1. Food: Transforming the American Table 1950-2000, National Museum of American History
This exhibition explores how food—and the access to it—has changed for Americans over the second half of the 20th century. The centerpiece of the exhibit is a full-scale recreation of Julia Child’s kitchen with all of the original items that she donated to the museum, but there’s also a fascinating look at how American agriculture evolved over the time period and how social and cultural movements affected our country’s cuisine.
2. Kids’ Farm, National Zoo
Odds are high that your kids are already quite familiar with where their food comes from, but this installation at the National Zoo allows visitors to get up close and personal with farm animals and even help out with chores on the farm. There’s a pizza garden to explore, along with a functioning barn that teaches kids how chickens, goats, pigs, alpacas, donkeys and cattle are housed. Plus, Game of Thrones fans, the Farm’s six Salmon Faverolle-Leghorn crosses are named after female characters from the series!
3. American Enterprise, National Museum of American History
This exhibition provides an overview of how capitalism and democracy combined to grow America from a small agricultural nation to one of the world’s largest economies. Most interesting is the second era discussed—The Corporate Era, from the 1860s to the 1930s—which features artifacts like Eli Whitney’s cotton gin, John Deere’s original plow and the 1920s-era Fordson tractor pictured above.
4. America’s Mailing Industry, American Postal Museum
You can even find agriculture in the unlikeliest of places at the Smithsonian museums! The American Postal Museum is currently putting together a physical exhibit that explores the impact of the postal industry—both the United States Postal Service and private industry—and they’ve asked ag-focused companies like Burpee and Lehman’s, which is well-known for its low-tech products and mail-order catalogs, to be a part of it. The physical exhibit is still forthcoming, but you can explore the materials online in the interim.

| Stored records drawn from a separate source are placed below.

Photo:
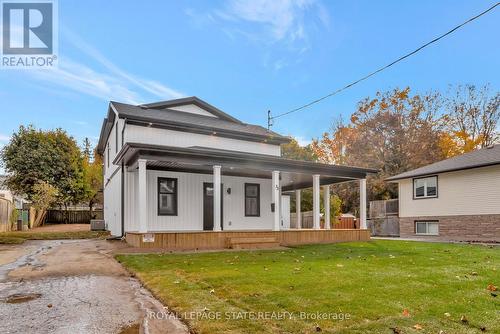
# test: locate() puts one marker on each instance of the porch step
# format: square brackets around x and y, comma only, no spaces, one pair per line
[252,243]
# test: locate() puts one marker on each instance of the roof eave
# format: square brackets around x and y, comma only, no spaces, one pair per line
[399,178]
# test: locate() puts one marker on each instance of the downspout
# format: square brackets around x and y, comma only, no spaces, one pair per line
[123,201]
[123,184]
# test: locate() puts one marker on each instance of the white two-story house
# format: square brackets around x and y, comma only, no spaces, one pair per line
[186,166]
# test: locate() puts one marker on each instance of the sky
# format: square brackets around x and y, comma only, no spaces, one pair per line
[247,57]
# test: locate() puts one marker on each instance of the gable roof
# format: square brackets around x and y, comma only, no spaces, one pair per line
[159,115]
[480,158]
[171,104]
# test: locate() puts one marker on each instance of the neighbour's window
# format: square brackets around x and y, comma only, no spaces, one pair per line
[427,228]
[252,199]
[167,197]
[425,187]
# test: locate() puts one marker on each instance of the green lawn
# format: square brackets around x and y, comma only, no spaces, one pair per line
[20,237]
[373,282]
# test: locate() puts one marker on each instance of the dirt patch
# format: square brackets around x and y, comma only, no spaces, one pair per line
[133,329]
[21,298]
[76,286]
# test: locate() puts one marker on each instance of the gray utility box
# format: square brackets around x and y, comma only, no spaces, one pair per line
[97,225]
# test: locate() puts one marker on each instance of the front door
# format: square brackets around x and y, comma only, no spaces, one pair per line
[208,206]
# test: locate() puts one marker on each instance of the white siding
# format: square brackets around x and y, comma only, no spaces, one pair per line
[193,109]
[156,136]
[190,203]
[468,192]
[112,204]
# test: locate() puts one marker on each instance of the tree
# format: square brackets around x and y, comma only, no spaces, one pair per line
[43,197]
[294,151]
[471,120]
[34,156]
[393,132]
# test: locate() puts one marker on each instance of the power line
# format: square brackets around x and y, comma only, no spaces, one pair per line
[271,118]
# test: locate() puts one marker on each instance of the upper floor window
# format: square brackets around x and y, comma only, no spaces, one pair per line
[425,187]
[252,199]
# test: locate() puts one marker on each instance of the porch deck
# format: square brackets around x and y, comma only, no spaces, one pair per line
[207,240]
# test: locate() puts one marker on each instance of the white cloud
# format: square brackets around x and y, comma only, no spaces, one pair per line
[281,20]
[109,83]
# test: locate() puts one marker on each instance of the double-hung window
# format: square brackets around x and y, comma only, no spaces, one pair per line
[427,228]
[425,187]
[252,199]
[167,196]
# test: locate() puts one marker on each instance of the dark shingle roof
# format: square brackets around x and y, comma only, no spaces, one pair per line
[479,158]
[160,114]
[171,116]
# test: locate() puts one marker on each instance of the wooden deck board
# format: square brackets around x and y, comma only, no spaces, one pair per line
[205,240]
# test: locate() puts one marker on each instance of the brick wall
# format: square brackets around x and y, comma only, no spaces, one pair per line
[462,228]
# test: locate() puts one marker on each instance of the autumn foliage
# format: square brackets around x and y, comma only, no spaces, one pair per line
[397,131]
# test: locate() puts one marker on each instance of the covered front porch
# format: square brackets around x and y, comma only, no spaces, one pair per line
[221,196]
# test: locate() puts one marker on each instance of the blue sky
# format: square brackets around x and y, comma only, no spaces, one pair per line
[246,57]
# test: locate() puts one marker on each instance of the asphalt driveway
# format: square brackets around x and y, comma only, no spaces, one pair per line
[75,286]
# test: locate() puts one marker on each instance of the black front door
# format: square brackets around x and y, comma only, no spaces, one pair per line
[208,206]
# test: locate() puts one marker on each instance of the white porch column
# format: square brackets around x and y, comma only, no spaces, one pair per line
[217,197]
[143,196]
[326,202]
[276,200]
[362,203]
[316,213]
[297,209]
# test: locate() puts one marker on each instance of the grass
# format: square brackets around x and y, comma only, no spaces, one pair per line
[373,282]
[20,237]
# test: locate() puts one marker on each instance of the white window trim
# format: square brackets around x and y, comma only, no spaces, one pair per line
[427,227]
[425,187]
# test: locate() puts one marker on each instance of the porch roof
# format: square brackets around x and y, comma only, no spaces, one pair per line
[296,174]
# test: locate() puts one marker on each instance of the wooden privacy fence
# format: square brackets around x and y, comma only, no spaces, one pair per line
[72,216]
[5,212]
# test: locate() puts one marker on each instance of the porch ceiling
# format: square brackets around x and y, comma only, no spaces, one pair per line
[294,174]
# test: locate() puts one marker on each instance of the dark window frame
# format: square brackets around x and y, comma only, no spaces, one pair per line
[175,193]
[116,137]
[425,177]
[426,221]
[257,197]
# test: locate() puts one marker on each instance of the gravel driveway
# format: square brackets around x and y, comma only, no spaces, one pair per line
[74,286]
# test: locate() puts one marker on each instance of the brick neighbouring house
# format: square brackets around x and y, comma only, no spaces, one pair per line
[454,199]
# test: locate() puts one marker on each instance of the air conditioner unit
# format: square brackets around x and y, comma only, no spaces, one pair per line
[97,225]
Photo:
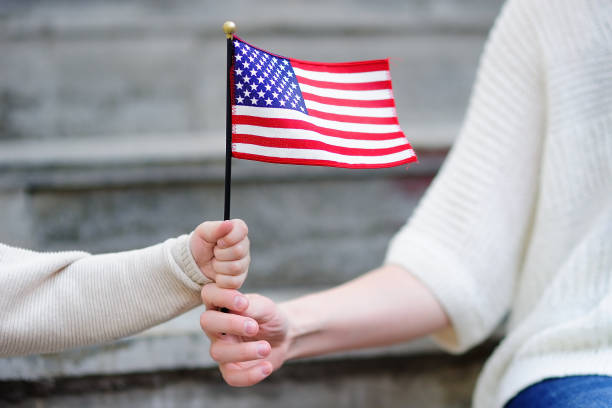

5. Victory Garden, Smithsonian Gardens
This garden is a recreation of a World-War-II-era victory garden, which were planted to ensure an adequate food supply for both troops and citizens. All the vegetables and herbs featured are heirloom varieties that were available to gardeners in the 1940s, and the garden also features some of the colorful signs that typically accompanied victory gardens in this time period.
6. Heirloom Garden, Smithsonian Gardens
Aptly named, this garden specializes in heirloom flowers and herbs that have been around for decades and were cultivated in American gardens prior to 1950, like the McKana Giant Columbine above, which became popular enough after World War II to be named an All-America Selections winner in 1955.
7. Butterfly Habitat Garden, Smithsonian Gardens
The plants featured in this garden were all selected because they were deemed significant in the life cycle of butterflies native to the United States. Grouped into four separate habitats—wetland, meadow, wood’s edge and an urban backyard—these plants attract as many as thirty species of butterflies, including the beautiful Buckeye butterfly above, throughout the year.
8. Smithsonian American Art Museum
Because agriculture is so essential to America’s cultural identity, it can even be found throughout the works of American artists. There’s no dedicated agriculture exhibition in the American Art Museum, but there is farm-focused artwork, including Kenjiro Nomura’s The Farm above, scattered all over the museum. It’s fascinating to see how different artists render the highs and lows of farm work on their canvases.
Maybe the best part about all of these exhibitions and attractions is that they are completely free! What’s not to love about that?